Exactly how much of an effect does the weather have on a football game? How much does it change the tide of battle when a team travels to an open-air stadium in a cold-weather city? Are teams that play in domes "soft" to harsh weather? These are questions that are hard to definitively define, but if data is your thing, there are results to be had.
Fortunately, someone has already crunched the numbers, and rather thoroughly: Bob Sullivan of SportingCharts.com. Sullivan took a look at a lot of data since 1978 to try and determine whether or not home teams playing in cold weather fared better against teams who don't normally play in bad weather. It's a significant question given that the NFL playoffs roll around right about the time that the weather gets truly brutal.
This chart lists several teams as playing in cold-weather cities (without a dome): Cleveland Browns, New York Jets, Buffalo Bills, New York Giants, Philadelphia Eagles, Chicago Bears, Kansas City Chiefs, Cincinnati Bengals, Baltimore Ravens, Pittsburgh Steelers, New England Patriots and Green Bay Packers.

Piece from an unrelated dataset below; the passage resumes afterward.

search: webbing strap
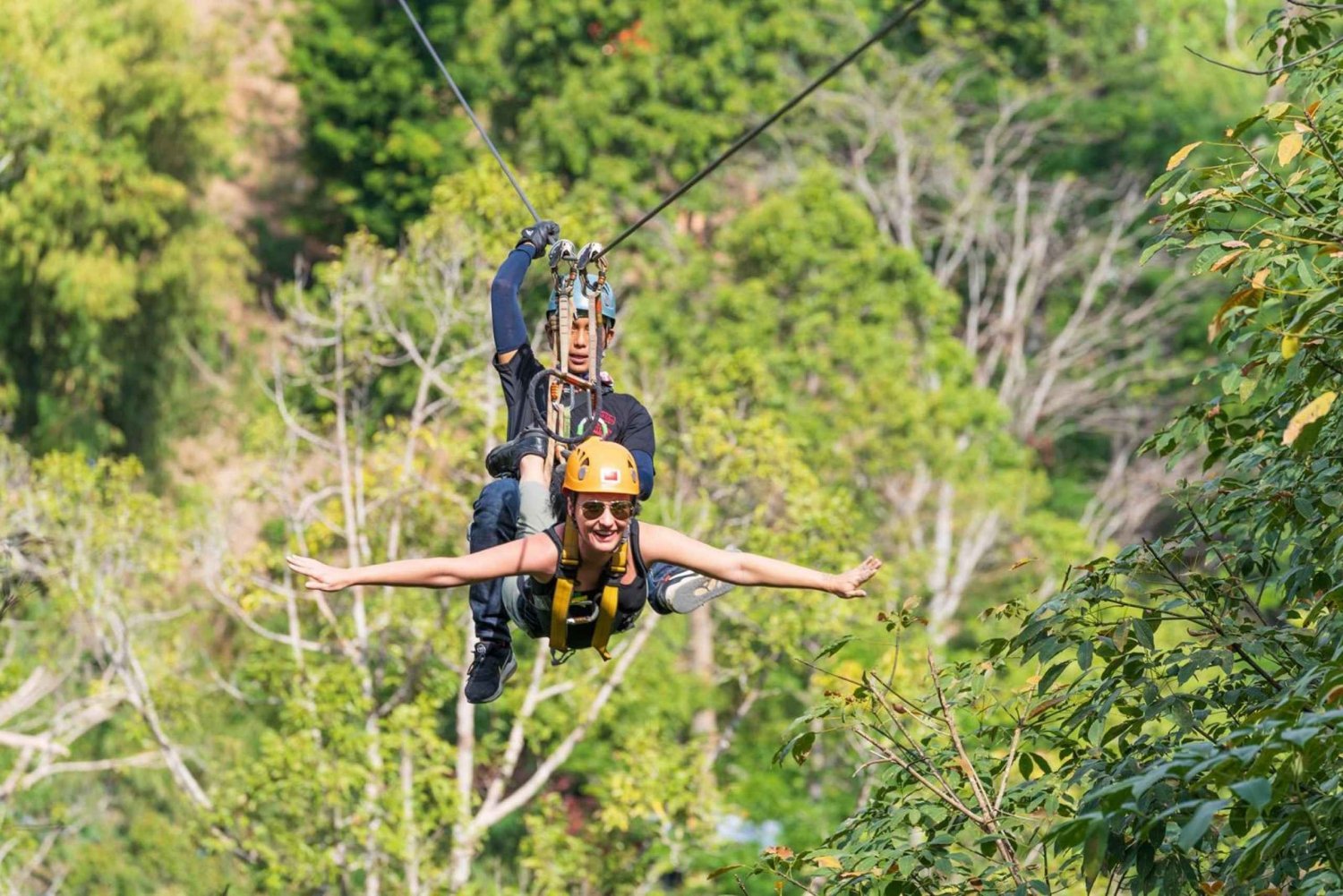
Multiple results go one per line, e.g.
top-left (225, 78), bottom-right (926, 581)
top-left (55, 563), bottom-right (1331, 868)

Home-field advantage might be over-hyped in Week 1, but the question here is whether or not it's a weapon when winter rolls around. The first chart that speaks to this is simple: it's the home team's winning percentage in every game compared to games played between December and February:
via Sporting Charts
That is definitive in its own: cold weather seems to have an effect, a positive effect for the home teams who play in said weather. But Sullivan delved deeper and wanted to determine whether or not visiting teams struggled in different locales. That would be this chart here, which shows that the Packers and Patriots have the highest winning percentage at home in Dec. through Feb.
via Sporting Charts
The issue with that chart is simple. The Patriots and Packers have been much better than the Browns, Jets and Buffalo, all of whom have a sub-.500 winning percentage during the aforementioned cold-weather months, but .... the Patriots and Packers are simply better teams, and have been for most of the time those franchises have even existed.
So that led to another chart, this one to demonstrate the home winning percentage of visiting teams against cold weather opponents from September to November to their winning percentages from December through February. That chart is below:
via Sporting Charts
This chart shows that Buffalo really struggles down the stretch and that the Bengals receive a hefty benefit from the weather getting colder. There's plenty of more data to be had, so please check out the full article here. What we're going to do now is take a look at this weekend's games, as the playoff race is in full swing. There's plenty of cold weather to be had, as well.
There's many worth noting that don't have playoff implications, such as the warm-weather Miami Dolphins taking on the Steelers in Pittsburgh, and the warm-weather Oakland Raiders taking on the Jets in New York. But serious playoff implications can be had elsewhere. Then again, a Miami loss does factor in to multiple teams clinching, such as the Patriots, Chiefs, Broncos and Colts.
Look to the Bengals who, as demonstrated via the chart above, play much better at home in these months. The Bengals are 8-4, atop the AFC North and trying to hold off Ravens. Indianapolis is also 8-4 and atop the AFC South, but the Colts play in a dome. Perhaps the Bengals should be favored due to the expected poor conditions on the field. If Indianapolis wins on Sunday, they clinch the AFC South.
The Lions, despite playing in a cold-weather city, could struggle against the Eagles due to the fact they play in a dome. Detroit is 7-5 and atop the NFC North but not so secure in its spot. The Eagles are 7-5 as well, atop the NFC East and tied with the Cowboys. Cold-weather games could easily be a factor in Philadelphia making it into the playoffs this season.
Baltimore needs a win to stay in the running, and a Baltimore loss does allow for clinching scenarios for all of the Broncos, Chiefs and Patriots. But the Ravens play at home against the Vikings on Sunday. Minnesota is a cold weather team, but have been in the Metrodome since ... what seems like the beginning of time.
On Monday, the aforementioned Cowboys will take on the Chicago Bears. Dallas needs to win to hold its spot atop the NFC East -- they're tied with the Eagles, as mentioned before -- but Soldier Field is a tough place to play. The Bears are used to the cold weather, and it could get interesting.
Down the stretch, these things are even more important given the location of the Super Bowl: New York's MetLife Stadium. It will be a cold-weather Super Bowl, the first to ever be intentionally held at an open stadium. What if Drew Brees and the dome-team New Orleans Saints make it that far? Will the weather be as huge a factor as one might think? The data seems to back it up.